The genius of Presbyterian church government lies in its appreciation for the value of such tertiary standards. They do not replace or compete with the Scriptures. Rather, they set forth rules and procedures by which the church corporately interprets and applies the Word of God. That is, this Book of Church Order provides the effective means by which the teaching of Scripture is applied to the Orthodox Presbyterian Church’s government, discipline, and worship. As Presbyterians have put this in the past, a book that rightly orders the church is not necessary for the being of the church (since there are true churches that do not follow these rules and procedures), but is necessary for the well-being of the church. The rules and procedures set forth in this book will promote and encourage the spiritual health of the Orthodox Presbyterian Church.

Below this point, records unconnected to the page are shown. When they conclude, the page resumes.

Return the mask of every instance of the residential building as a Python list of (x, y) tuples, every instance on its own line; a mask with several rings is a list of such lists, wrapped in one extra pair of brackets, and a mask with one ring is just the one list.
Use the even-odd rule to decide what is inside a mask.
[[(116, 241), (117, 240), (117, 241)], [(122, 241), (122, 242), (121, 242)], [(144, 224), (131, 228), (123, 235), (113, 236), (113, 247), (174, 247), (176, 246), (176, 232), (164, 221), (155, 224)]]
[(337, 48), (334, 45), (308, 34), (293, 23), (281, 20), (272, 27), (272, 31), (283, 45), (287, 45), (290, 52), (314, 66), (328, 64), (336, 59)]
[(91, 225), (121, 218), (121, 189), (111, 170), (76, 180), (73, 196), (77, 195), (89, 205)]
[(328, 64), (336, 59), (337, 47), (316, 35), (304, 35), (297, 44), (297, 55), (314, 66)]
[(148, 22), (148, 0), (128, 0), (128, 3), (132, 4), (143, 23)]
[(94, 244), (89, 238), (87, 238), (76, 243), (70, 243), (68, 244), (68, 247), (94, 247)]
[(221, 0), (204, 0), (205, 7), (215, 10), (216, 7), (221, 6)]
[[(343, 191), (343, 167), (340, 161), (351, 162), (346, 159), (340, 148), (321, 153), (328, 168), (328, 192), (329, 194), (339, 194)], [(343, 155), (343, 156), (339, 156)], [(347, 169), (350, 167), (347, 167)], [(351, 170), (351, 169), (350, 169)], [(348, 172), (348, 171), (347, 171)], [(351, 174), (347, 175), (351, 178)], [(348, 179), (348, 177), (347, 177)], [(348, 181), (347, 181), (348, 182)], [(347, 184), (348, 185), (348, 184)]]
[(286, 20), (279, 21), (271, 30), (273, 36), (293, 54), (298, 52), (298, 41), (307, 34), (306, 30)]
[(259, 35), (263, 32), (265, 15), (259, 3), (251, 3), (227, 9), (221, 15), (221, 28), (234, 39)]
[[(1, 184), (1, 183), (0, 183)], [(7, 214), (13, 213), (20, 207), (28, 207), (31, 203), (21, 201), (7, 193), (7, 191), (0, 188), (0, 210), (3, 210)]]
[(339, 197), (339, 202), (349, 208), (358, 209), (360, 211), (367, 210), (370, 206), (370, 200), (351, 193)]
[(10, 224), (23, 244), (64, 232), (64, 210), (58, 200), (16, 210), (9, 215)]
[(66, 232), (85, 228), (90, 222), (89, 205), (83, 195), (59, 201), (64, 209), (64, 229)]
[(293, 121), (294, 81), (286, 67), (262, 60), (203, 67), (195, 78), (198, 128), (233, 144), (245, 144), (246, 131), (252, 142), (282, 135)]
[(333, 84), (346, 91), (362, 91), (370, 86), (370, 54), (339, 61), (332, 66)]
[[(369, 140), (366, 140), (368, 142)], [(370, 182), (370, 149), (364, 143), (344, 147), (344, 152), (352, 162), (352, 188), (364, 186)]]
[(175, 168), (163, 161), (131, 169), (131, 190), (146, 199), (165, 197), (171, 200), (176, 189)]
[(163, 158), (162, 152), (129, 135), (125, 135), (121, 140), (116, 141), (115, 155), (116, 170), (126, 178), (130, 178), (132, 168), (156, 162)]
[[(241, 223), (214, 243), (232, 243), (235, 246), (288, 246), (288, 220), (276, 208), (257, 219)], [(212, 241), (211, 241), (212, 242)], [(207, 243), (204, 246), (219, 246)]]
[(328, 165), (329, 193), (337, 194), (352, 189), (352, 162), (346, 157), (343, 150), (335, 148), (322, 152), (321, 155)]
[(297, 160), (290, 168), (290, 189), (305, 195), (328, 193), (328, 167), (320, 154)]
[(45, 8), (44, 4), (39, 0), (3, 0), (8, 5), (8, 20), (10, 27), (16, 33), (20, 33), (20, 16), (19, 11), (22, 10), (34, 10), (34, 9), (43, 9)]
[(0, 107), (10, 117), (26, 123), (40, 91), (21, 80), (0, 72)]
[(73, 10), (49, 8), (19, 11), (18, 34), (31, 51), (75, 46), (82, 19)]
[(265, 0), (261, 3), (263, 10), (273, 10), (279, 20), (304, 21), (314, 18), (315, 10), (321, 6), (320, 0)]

The differences in authority among the primary, secondary, and tertiary standards come to expression in two important respects. First, the language of the church officer ordination vows takes into account the relative weight of these standards. Ministers, elders, and deacons in the Orthodox Presbyterian Church are required to believe the Bible as the only infallible rule of faith and practice, to sincerely receive and adopt the Confession of Faith and Catechisms as containing the system of doctrine taught in Scripture, and to approve of the government, discipline, and worship of this Church. There is a lessening of the required commitment to the lower levels of these standards. Second, the standards are distinguished by the processes by which amendments may be made to them. The primary standard of Scripture cannot be altered, the secondary standards of doctrine may be amended only with difficulty and rarely, and the tertiary standards of church order may be more easily and frequently revised.
This 2015 edition of The Book of Church Order of the Orthodox Presbyterian Church represents the current understanding of what this branch of the church believes the Scriptures teach about the government, discipline, and worship of the church of the Lord Jesus Christ. It was in 1941, five years after the founding of the Orthodox Presbyterian Church, that its General Assembly ordered the first edition of The Book of Church Order to be printed. In 1979 the General Assembly approved a substantially rewritten Form of Government. A major revision of the Book of Discipline was adopted in 1983. Beginning in 1995, further approved changes to these tertiary standards could ordinarily come into effect only in years ending in 5 or 0. And the General Assembly completed a sixty-two-year process of revising the Directory for the Public Worship of God by authorizing the publication of a special edition of these standards of government, discipline, and worship in 2011.
This edition of The Book of Church Order has been prepared in accordance with instructions of the General Assembly, in consultation with the stated clerk of the Assembly. The Committee on Christian Education has taken on the responsibility of publishing and distributing the book. It contains all the revisions of The Book of Church Order that have been approved since 2011 and which take effect on January 1, 2015. In accordance with the Form of Government, Chapter XXXII, Section 2, this particular edition of the book will remain in use in the Orthodox Presbyterian Church until at least 2020.